Window Shopping Physiology

15 April 2024


I caught myself staring at the shop window on Oxford Street the other day, but not at the clothes. There was a striking difference in posture between the female and male mannequins.

Now, I don’t obsess with a “perfect” or “correct” posture, but as a biomechanist, I know that the positioning of body segments matters for how the muscles attached to them work. By the way, I’m talking about positioning in use. So, let’s imagine these mannequins finishing their shift and walking down the road to grab a cup of coffee.

Muscles can contract at different lengths - which is great because I can have my arm muscles firing when I hold a grocery bag/child/pot just above the floor, but close to my face too. But to work the most effectively, the muscles’ length needs to be in an optimal range.

So, how do muscles generate force?

If we zoom in to the microscopic level, muscles are made of myofibrils, tiny threads containing two types of protein - thicker (let’s imagine them as red) and thinner (they can be blue). Reds and Blues play tug-of-war and Reds are winning, as they have tiny hooks that help them grab and pull onto Blues making the whole thread shorter. This overlapping is how muscles fire.

tug of war illustration

The Reds’ and Blues’ tug-of-war game works at different muscle lengths as we need to accomplish different movements. But, if a muscle is too stretched (its attachments are too far apart), Reds’ hooks can’t grab onto the Blues. Similarly, if the muscle is too shortened (its attachments are too close), the hooks are cramped together and again can’t grab onto Blues as effectively.

Our muscles have a Goldilocks range of lengths, where they can work the best.

The further you move from this range in each direction, shortening or lengthening excessively, the fewer protein overlaps we have and the less force can be produced.

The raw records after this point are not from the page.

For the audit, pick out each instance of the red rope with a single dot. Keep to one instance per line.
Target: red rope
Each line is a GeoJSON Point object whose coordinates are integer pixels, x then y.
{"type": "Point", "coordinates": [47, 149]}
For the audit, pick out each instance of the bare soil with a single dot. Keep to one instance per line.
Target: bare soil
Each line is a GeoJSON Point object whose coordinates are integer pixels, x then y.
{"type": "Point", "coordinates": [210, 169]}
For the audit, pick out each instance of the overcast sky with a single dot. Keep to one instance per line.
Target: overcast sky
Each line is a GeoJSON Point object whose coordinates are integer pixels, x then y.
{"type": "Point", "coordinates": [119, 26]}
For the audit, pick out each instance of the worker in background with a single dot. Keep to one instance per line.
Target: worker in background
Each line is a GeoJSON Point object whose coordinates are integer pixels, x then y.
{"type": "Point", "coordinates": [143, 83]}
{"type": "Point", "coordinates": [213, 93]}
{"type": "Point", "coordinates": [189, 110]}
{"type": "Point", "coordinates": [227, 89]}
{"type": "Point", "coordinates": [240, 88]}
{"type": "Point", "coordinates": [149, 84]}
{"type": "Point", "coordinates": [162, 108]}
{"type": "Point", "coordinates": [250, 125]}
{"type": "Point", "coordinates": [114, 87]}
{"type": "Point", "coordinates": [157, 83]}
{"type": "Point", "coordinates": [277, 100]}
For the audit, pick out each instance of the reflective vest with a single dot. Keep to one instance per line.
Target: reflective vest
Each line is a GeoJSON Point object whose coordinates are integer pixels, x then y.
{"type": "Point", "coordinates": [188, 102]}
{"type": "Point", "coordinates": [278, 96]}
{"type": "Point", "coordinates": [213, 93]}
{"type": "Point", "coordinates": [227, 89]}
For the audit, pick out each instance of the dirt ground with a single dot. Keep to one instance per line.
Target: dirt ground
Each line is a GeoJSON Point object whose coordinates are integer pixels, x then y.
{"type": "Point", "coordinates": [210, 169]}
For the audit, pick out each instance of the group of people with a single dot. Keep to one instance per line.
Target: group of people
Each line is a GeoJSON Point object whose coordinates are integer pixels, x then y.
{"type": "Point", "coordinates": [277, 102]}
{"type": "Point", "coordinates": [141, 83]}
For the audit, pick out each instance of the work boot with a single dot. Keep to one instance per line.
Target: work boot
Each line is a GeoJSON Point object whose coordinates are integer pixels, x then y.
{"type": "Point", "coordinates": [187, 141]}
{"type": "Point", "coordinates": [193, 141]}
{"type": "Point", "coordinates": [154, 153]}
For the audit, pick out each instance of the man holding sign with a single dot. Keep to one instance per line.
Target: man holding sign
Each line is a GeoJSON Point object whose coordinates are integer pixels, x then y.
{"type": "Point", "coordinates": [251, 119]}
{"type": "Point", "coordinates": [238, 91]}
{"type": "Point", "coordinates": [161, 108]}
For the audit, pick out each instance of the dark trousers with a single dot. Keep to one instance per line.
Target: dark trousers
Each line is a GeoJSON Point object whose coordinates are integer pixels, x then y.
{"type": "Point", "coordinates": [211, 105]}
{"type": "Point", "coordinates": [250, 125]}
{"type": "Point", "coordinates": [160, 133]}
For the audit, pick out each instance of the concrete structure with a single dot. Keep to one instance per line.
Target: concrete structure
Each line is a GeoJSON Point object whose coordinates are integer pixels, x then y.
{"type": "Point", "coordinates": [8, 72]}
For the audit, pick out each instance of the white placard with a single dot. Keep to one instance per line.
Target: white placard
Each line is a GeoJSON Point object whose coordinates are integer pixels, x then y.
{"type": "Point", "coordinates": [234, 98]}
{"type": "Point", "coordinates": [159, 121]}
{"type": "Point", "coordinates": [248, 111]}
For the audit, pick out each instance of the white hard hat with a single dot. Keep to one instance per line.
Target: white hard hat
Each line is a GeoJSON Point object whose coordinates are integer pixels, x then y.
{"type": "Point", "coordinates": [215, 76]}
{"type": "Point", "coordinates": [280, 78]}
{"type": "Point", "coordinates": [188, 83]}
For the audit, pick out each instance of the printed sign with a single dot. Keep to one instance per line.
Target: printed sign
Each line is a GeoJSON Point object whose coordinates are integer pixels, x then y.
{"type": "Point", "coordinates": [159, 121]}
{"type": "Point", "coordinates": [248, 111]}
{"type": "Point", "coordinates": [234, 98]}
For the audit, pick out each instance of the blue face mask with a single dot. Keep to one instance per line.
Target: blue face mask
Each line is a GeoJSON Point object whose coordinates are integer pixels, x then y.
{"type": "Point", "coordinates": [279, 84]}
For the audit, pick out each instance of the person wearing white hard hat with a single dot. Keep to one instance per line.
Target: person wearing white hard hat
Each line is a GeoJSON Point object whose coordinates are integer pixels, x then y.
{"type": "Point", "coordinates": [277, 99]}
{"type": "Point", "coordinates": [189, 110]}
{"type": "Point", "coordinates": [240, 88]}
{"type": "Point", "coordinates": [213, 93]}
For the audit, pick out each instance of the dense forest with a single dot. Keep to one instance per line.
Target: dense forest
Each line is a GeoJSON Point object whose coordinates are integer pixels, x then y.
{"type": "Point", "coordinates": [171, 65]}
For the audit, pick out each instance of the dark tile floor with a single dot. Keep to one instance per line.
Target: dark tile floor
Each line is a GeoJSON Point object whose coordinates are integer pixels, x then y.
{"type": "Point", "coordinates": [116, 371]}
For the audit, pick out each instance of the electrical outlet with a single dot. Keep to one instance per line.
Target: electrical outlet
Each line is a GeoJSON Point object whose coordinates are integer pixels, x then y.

Now, if you have an injury, chronic pain or some of the muscles are weakened - you are already in a place where some muscles don’t work well alone and together with the rest of the body. If you struggle with back pain, hernia or abdominal separation, these are your abdominal muscles. The positioning of your pelvis and the ribcage means your abs will be able to contract more or less effectively. So we need to make sure to have them in a place where they can work as well as possible and it’s the least challenging to manage the pressure inside the belly.

This is why in Core rePower we always talk about stacking the ribcage and the pelvis over each other. If you imagine your pelvis and the ribcage as two bowls of soup, or two Tupperware boxes, we want their lids, i.e. liquids inside them, to stay parallel, no matter how you move.

This way, the muscle fibres of both the abdominal and back muscles stay at the lengths where they can support us. The diaphragm and pelvic floor stay on top of each other, so we can breathe well, manage the pressure inside the belly and keep the spine and the organs safe.

Women mannequins

But where are the bowls of the female mannequins?

All over the place! Soup spilling all over their legs!

It wouldn’t be easy to heal your belly and the lower back and keep your pelvis healthy if you walked like this all day, that’s for sure.

Does this reflect the cultural expectations of our times towards women? Maybe. Luckily, the male mannequins didn’t model such a distorted body shape.

My stomach is rolling, imagining teenage girls, one of them my now 8-year-old daughter, twisting, arching and zig-zagging their ribcage and pelvis to fit into the current expectation of “beautiful”.

And how in the world would you “bounce back” after having a baby into this shape? And would you want to?

We still have a long way to go to gender equality…

Happy late International Women’s Day and the Women’s History Month!

To dig deeper into muscle physiology, you can check out

Squire J. (2019). Special Issue: The Actin-Myosin Interaction in Muscle: Background and Overview. International journal of molecular sciences, 20(22), 5715.